Spree Wilson is enjoying the ride. The Brooklyn-based singer-songwriter has seen his art take him from humble beginnings in Nashville, Tennessee to playing to adoring fans everywhere from New York City to Amsterdam. But hits like “The Spark” with AfroJack and “Right Place, Wrong Time” are just moments for the ever-evolving artist; he’s not at all content with staying in one place or reliving past successes. This weekend, Wilson directed the music video for his new single “Counterfeit” and discussed why, even after all he’s done, he’s adamant about pushing himself creatively.

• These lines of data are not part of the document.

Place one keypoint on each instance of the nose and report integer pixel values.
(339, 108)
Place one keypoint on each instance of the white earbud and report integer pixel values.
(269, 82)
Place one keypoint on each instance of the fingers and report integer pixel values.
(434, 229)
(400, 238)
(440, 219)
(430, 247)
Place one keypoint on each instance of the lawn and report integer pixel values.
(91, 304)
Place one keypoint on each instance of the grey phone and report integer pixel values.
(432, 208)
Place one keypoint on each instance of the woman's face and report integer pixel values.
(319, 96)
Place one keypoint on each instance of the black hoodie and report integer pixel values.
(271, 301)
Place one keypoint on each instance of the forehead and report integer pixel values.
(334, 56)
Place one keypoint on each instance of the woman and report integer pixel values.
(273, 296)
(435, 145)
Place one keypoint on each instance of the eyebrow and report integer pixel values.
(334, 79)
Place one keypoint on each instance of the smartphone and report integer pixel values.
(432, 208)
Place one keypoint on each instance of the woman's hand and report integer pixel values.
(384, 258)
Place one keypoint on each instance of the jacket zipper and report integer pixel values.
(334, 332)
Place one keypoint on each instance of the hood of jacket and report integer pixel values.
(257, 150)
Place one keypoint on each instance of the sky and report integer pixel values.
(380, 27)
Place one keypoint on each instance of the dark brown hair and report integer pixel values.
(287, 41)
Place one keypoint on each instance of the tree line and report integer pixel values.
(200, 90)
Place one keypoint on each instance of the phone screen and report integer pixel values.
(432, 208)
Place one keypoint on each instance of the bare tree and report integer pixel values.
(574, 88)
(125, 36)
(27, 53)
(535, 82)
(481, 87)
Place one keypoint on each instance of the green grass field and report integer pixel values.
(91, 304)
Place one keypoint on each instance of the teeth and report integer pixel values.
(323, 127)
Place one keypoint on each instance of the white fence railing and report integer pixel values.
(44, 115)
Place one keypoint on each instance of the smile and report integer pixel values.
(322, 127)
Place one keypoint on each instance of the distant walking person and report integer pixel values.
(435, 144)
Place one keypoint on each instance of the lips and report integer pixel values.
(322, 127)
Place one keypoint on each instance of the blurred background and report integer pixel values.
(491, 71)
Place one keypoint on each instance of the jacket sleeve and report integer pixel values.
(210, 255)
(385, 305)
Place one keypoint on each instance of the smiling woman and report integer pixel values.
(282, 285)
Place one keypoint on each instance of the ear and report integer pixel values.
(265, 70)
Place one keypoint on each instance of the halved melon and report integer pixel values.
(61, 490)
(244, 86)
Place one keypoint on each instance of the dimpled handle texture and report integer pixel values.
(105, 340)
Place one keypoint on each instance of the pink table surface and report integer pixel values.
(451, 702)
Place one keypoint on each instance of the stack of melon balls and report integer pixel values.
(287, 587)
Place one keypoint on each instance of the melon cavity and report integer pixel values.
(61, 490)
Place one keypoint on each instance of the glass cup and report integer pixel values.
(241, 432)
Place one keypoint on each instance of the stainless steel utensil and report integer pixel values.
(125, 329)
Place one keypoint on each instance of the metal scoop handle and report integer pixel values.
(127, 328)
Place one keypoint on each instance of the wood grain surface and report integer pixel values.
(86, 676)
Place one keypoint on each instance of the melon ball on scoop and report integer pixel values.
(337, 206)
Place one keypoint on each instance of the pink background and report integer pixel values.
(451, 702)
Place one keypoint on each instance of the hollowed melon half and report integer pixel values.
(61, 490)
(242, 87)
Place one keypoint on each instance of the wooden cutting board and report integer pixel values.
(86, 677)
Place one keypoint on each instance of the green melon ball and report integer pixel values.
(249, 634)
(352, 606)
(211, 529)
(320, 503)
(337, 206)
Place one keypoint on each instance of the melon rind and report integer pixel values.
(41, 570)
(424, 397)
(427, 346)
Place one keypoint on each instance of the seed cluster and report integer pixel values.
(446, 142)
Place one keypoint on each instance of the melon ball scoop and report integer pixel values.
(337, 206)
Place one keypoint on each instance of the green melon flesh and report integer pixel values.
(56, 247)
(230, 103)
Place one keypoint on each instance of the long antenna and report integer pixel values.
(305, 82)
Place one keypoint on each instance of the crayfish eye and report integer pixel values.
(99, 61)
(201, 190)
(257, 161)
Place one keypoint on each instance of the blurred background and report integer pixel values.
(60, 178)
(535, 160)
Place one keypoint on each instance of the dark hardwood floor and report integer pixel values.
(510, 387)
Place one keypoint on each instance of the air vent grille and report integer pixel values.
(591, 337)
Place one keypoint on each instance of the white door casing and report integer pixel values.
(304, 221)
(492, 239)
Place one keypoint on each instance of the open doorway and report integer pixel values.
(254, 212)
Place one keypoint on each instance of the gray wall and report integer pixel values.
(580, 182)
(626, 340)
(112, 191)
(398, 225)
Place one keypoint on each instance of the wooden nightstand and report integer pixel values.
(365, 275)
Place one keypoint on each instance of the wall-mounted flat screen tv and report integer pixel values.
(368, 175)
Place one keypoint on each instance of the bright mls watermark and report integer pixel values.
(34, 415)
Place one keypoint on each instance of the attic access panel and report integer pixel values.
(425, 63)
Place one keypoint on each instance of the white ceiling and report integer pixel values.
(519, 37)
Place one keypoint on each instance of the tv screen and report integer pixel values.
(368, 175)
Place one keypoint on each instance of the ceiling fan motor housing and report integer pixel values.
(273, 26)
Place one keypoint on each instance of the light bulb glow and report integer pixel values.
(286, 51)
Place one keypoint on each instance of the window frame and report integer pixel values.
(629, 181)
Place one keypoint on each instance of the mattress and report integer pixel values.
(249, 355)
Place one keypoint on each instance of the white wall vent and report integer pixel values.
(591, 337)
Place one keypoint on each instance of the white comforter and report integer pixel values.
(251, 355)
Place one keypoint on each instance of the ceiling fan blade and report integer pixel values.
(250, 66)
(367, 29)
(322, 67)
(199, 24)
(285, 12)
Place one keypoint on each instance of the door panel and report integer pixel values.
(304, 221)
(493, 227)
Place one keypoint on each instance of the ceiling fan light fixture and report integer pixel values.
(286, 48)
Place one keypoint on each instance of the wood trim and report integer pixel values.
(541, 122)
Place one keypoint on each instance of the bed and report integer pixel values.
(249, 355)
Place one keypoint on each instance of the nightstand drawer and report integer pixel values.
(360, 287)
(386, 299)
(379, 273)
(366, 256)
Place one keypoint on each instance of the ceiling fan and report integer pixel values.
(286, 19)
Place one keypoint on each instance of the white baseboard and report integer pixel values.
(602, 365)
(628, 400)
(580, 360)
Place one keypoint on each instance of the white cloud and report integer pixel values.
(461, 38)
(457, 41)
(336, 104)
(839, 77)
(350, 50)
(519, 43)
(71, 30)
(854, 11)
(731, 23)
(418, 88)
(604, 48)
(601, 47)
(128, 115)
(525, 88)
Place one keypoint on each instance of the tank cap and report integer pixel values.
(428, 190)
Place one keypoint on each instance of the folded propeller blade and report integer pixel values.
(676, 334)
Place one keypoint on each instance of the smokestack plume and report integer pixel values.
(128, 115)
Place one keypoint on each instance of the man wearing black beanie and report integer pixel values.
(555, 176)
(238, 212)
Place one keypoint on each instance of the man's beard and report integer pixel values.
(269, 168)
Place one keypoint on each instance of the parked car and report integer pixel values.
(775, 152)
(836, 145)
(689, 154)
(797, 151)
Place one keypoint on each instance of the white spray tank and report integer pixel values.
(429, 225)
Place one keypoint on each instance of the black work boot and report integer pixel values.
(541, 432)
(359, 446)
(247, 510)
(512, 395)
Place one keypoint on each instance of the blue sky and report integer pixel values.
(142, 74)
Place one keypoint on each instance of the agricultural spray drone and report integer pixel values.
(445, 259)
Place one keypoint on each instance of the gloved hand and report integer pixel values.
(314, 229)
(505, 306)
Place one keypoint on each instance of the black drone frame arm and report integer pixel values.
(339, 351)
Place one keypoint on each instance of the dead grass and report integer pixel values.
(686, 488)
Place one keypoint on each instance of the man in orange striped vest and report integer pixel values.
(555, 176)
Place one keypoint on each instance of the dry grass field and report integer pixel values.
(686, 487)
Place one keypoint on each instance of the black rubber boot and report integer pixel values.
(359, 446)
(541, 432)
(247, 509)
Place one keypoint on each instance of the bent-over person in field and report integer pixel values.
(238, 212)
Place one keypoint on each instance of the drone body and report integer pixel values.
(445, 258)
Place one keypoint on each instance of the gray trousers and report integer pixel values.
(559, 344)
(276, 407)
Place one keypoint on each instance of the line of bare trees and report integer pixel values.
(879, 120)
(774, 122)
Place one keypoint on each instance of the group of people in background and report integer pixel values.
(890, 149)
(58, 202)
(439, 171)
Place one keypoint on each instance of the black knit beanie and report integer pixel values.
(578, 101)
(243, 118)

Wilson wrote the song with Rebecca Jordan and the track was produced by Malay (Alicia Keys, Frank Ocean, Stacy Barthe); and he recorded the song after initially thinking he’d shop it to others. “The record is about the conflict within yourself,” Wilson shared. The song sat for a couple of years before Spree revisited it. This time around, he was inspired to polish it off and, after deciding he wanted to direct his own video for the song, added a striking set of visuals to complement the track.

The direct inspiration for the “Counterfeit” video was Robert Palmer’s classic clip for his 1986 hit “Addicted To Love.” Wilson and his team wanted to put their own spin on the famous video–which featured a suited Palmer performing with several emotionless, almost-identical models miming instruments around him. “The idea was making [the models] all black but also making them strong women and not so much [like] mannequins,” Spree says of what he wanted to accomplish with his version. “My idea was to take that concept and have all kinds of different black women.”

“These are girls that you would see every day in Brooklyn and they look amazing–they look beautiful,” he says. “They represent people who aren’t being represented visually. And representation is important.”

His creativity has always been inspired by artists who didn’t allow themselves to be pigeonholed by fans or critics. His music bears the hallmarks of everyone from the Beatles to Michael Jackson; and two eclectic artists in particular have pushed Wilson to always try new things.

“I think the first time I heard OutKast’s ATLiens was the moment I knew I wanted to do music. It was the first time I’d heard cool instrumentation in hip-hop, and it sounded so earthy,” he recalls. “It sounded alien-like.”

Spree also cites Sign O’ the Times and Prince’s influence as a major ongoing inspiration in his life and music.

“That was one that influenced me with so many different styles,” says Spree. “There were so many different styles on there: rock, pop, Joni Mitchell-type stuff, funk. Obviously, Prince is a genius, but that made me want to be a songwriter and write all kinds of different songs.”

The spirit of the music and video for “Counterfeit” is one of representation and a celebration of anyone  who’s embracing their own unique perspective and approach.

“You can still be cool and still be into the Beatles or Beck or the Talking Heads or Outkast or Three Six Mafia,” he says. “You can be who you are.That’s sort of what I represent in the video, too.”